Psychosocial Care Center
Deal with the craving and create with wood
The proposed project is aimed at drug addicts and the territory of the Emilia-Romagna region in Italy, who need specialized interventions for the promotion and prevention of mental health. The project aims to integrate group therapy for learning to cope with craving and the carpentry workshop, which is called Made (Im)perfect. Made (Im)perfect is the brand created within the social carpentry workshop of the Ortica Day Center. Each object is a handmade unique piece, each with its own history, its origins, its own characteristics: just like all of those who work on this project.
With the purchase of these products it is possible to economically support the care pathways of people who have social and psychological frailties.

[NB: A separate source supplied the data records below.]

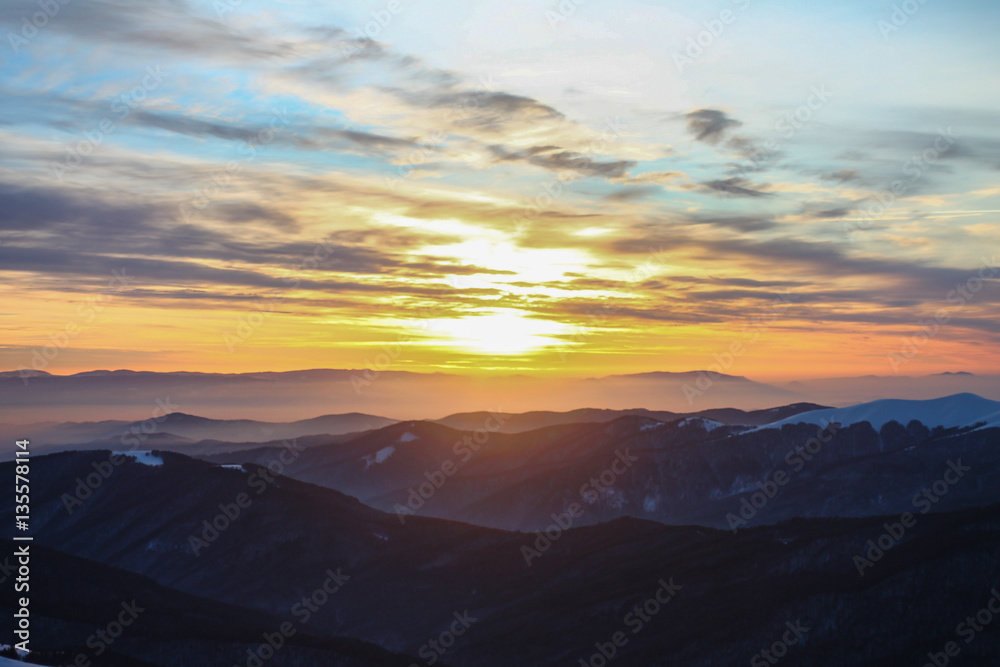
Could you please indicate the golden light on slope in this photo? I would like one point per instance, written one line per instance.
(500, 331)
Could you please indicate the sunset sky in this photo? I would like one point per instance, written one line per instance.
(517, 187)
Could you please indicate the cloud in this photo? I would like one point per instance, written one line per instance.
(710, 125)
(735, 186)
(555, 159)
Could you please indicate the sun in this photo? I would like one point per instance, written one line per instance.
(501, 331)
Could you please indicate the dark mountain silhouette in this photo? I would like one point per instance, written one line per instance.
(408, 580)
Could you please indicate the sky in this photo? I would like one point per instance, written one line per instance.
(785, 189)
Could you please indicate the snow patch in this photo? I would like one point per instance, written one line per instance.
(707, 424)
(956, 410)
(381, 456)
(145, 458)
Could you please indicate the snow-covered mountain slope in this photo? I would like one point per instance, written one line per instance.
(956, 410)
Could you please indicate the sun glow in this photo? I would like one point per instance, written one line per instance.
(501, 331)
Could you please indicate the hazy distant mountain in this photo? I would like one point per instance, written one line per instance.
(528, 421)
(296, 395)
(183, 432)
(407, 582)
(692, 470)
(853, 390)
(956, 410)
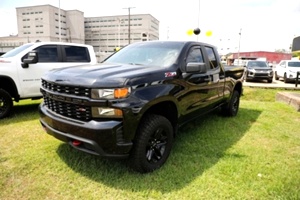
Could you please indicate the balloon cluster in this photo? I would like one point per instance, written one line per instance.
(197, 31)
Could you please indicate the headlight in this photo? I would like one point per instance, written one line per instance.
(106, 112)
(117, 93)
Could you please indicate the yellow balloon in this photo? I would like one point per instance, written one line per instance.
(190, 32)
(208, 33)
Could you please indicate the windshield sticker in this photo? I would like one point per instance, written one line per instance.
(170, 74)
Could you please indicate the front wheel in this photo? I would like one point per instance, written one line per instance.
(152, 144)
(5, 103)
(232, 107)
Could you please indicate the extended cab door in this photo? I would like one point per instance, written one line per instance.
(49, 57)
(202, 90)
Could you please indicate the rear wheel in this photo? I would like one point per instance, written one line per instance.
(6, 103)
(285, 79)
(232, 107)
(152, 144)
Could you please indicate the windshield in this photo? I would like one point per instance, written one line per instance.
(15, 51)
(257, 64)
(163, 54)
(294, 64)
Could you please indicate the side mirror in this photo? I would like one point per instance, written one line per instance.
(195, 67)
(31, 59)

The objects are created by the people who participate in the proposed healing activities, including group therapy about craving.
The organisers want to propose and implement in the area: how to learn strategies for managing the restless mind (when under the effect of craving) and create in everyday life.
In the carpentry objects created you will find imperfections, different dimensions and perhaps some errors: this is what makes us unique and special.
We create unmistakable and unique wooden products, mixing INVENTIVENESS and MANUAL SKILLS,
to make the living spaces personalized.
We believe that wood looks like us,
it is a weather resistant material,
but at the same time ductile and transformable
by careful hands.
We, with our differences and fragility, are committed to giving a second chance to the scraps from which the object you are holding in your hands is born.
This second chance that we give to objects is reflected in the nature of the subjects, who aspire to create a life worth living for themselves.
I step to the door
The challenge of working with mental health in the country was rethought by a group, called Apasso a Porta, from the Psychosocial Care Center in Paranoá, Brazil. The artistic team, composed of 22 employees and former employees of the place, in addition to some patients, reinforces the importance of this type of intervention to offer humanized care. Psychosocial Care Center received film and theater performances to assist in the humanized treatment of mental disorders. This type of project is fundamental for the rehabilitation of people undergoing treatment for mental disorders: the possibility of cultural and artistic creation involves the subjectivity that patients themselves present during treatment with other professionals.